Distraction is a double edged sword.
Usually when I write about it, I’m lamenting my own inability to focus on a given subject or project. In fact, most of the time I’m distracted against my will (at the mercy of my fascination with reality and it’s ever-changing nature) and frustrated because I want to get something done.
Often I find that the distractions in my life are other people. On almost a daily basis (okay, that’s a stretch) I’m trying to write an article or a blog post or a story and my children or my husband start talking to me. They address me as if I can magically hear and respond to them while maintaining my train of thought and putting it into words. It can be devastating to a piece of writing, or become a minor interruption that I will forget as soon as they’ve moved on.

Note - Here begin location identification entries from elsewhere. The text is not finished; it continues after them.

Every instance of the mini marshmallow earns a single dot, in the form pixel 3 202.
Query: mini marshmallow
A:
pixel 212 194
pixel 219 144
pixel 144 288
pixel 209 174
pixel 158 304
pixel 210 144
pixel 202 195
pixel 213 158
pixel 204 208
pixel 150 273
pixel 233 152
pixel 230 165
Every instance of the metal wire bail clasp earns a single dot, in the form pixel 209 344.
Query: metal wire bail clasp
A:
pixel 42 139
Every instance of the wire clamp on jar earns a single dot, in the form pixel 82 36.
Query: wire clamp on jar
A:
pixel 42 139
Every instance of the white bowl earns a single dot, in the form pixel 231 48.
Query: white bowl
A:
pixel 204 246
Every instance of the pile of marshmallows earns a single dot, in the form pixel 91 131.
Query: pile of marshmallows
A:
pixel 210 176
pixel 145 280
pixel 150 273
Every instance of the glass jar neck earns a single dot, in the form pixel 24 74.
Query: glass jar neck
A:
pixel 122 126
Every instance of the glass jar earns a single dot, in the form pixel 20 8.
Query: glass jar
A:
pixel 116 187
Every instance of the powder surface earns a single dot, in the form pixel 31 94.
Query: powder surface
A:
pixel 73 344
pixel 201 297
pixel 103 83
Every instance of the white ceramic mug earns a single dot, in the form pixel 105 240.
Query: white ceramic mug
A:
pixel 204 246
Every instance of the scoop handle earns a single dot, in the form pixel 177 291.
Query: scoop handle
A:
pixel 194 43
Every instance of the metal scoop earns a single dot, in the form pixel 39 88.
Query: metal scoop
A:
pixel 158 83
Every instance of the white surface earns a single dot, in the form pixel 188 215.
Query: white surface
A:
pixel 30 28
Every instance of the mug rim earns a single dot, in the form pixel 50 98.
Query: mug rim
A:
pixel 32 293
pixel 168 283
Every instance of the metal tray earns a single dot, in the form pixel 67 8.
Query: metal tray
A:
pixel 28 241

But there’s finally a flip side to distraction that I’ve been discovering lately. When you’re starting to feel like a failure, and you want to hang up your dreams and stop trying, distraction can come in many forms. All of them can end up saving you from the place you were starting to go.
My school situation was looking dire (three steps forward and two steps back = I’m still going to graduate school!) and I wasn’t writing much. I did post a few blogs during my downward spiral, but ultimately I was having trouble realizing my own ability.
Then I got a few nibbles of interest. Don’t get me wrong -I’m not signing a book deal or penning a regular column in a publication any time soon. Most of the writing I’ve been doing lately hasn’t even been paid. Still, a few articles and a review or sorts were just what I needed to start feeling like a writer again.
I’m still trucking along. Hopefully the writing will still come, and eventually the jobs will come with it. Either way -working at something I love has become a distraction I’m happy for. For once.